Here's what you need: 

  • 3 large beefsteak tomatoes - quartered
  • 1 medium yellow onion - diced
  • 4 large cloves of garlic - pressed
  • 1 large can of tomato sauce 
  • 1 pkg of Italian sausage 
  • 1 pkg of Cappellos gluten free gnocchi
  • 1/2 cup Califia Farms better half creamer 
  • 1/2 cup fresh basil - chopped
  • 2 tbsp butter
  1. Preheat the oven to 400 degrees. 
  2. Place the tomatoes on a baking sheet and roast on 400 for about 30-35 minutes or until the skin is wrinkled. 
  3. Brown the sausage in a dutch oven.

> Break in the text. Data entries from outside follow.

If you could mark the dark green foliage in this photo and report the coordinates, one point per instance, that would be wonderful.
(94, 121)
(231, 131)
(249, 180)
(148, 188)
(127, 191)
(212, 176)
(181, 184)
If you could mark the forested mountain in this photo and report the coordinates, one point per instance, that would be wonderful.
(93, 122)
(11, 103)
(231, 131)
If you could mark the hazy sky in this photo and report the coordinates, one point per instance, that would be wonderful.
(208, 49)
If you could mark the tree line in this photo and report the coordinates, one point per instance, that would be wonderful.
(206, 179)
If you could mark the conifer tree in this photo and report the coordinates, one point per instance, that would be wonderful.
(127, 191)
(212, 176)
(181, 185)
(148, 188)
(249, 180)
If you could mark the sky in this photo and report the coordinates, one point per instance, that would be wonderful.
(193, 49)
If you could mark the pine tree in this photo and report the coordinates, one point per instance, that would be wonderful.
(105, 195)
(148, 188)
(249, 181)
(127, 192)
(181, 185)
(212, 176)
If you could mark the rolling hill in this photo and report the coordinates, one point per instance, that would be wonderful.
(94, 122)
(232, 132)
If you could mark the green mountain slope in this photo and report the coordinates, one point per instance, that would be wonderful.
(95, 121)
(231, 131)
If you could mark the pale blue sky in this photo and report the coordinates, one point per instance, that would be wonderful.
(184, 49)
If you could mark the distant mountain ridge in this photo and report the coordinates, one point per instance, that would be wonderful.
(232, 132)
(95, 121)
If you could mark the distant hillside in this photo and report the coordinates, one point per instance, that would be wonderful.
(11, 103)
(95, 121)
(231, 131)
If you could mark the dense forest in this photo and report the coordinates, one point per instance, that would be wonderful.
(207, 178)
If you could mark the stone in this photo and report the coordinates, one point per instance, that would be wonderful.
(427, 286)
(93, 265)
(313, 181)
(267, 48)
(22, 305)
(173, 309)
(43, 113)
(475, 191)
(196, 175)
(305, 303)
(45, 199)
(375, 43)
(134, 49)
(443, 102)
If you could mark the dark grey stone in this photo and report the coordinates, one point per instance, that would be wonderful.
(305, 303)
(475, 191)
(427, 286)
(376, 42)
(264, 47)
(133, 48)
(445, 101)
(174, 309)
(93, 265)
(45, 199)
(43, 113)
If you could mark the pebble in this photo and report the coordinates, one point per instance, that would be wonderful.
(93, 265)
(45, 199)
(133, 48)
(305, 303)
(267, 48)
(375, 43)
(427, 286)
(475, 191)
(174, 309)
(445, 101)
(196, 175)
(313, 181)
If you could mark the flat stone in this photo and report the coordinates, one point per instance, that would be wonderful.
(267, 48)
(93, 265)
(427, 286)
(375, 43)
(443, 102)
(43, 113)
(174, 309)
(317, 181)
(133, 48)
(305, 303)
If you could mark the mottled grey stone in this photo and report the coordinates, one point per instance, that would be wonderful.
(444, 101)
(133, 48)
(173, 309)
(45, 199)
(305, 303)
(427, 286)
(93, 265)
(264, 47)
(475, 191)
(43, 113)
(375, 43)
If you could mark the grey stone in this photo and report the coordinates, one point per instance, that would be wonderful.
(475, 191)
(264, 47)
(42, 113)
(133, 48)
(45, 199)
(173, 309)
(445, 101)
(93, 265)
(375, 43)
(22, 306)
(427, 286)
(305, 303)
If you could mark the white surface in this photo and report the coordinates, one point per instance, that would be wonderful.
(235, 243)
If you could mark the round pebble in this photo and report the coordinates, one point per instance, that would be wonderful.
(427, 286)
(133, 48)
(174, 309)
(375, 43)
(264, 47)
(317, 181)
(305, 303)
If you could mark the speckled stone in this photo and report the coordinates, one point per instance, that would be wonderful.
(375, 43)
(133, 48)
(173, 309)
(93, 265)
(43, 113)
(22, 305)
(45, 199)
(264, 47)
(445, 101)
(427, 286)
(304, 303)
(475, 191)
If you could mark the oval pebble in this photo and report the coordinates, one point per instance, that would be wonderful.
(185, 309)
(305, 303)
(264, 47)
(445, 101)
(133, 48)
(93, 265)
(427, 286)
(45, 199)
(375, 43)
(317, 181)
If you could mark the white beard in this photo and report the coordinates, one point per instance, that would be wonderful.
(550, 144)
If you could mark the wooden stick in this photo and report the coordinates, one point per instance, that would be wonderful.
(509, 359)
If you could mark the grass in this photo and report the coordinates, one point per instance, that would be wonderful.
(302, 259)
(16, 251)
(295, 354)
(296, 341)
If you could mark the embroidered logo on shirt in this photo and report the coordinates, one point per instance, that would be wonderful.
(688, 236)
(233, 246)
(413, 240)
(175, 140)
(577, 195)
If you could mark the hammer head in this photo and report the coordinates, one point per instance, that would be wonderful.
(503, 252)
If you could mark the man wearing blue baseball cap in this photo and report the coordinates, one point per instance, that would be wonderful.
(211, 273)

Drain the meat on a plate with a paper towel but leave a little bit of fat in the bottom of the pan. 
  4. Add 2 tbsp of butter into the pan and melt. 
  5. Saute the onions in the butter/fat and then throw in the garlic. Cook for 2 minutes, stirring so the garlic doesn't burn. 
  6. Throw in the roasted tomatoes and the tomato sauce. Fill the tomato sauce can halfway with water and add it to the pot. 
  7. Bring the mixture to a slow boil and then turn the heat to low. 
  8. Using the immersion blender (or you can ladle it out into an actual blender) blend the soup mixture until pureed. 
  9. Bring a pot of water to a boil and add the gnocchi. Boil for about 3 minutes, until the gnocchi float and then take them out with a strainer and add then to the soup. ( I ended up frying them a little in a skillet to make the outsides crispy.) 
  10. Add the sausage, basil and creamer and stir until combined. 
  11. Serve it up in a bowl and enjoy!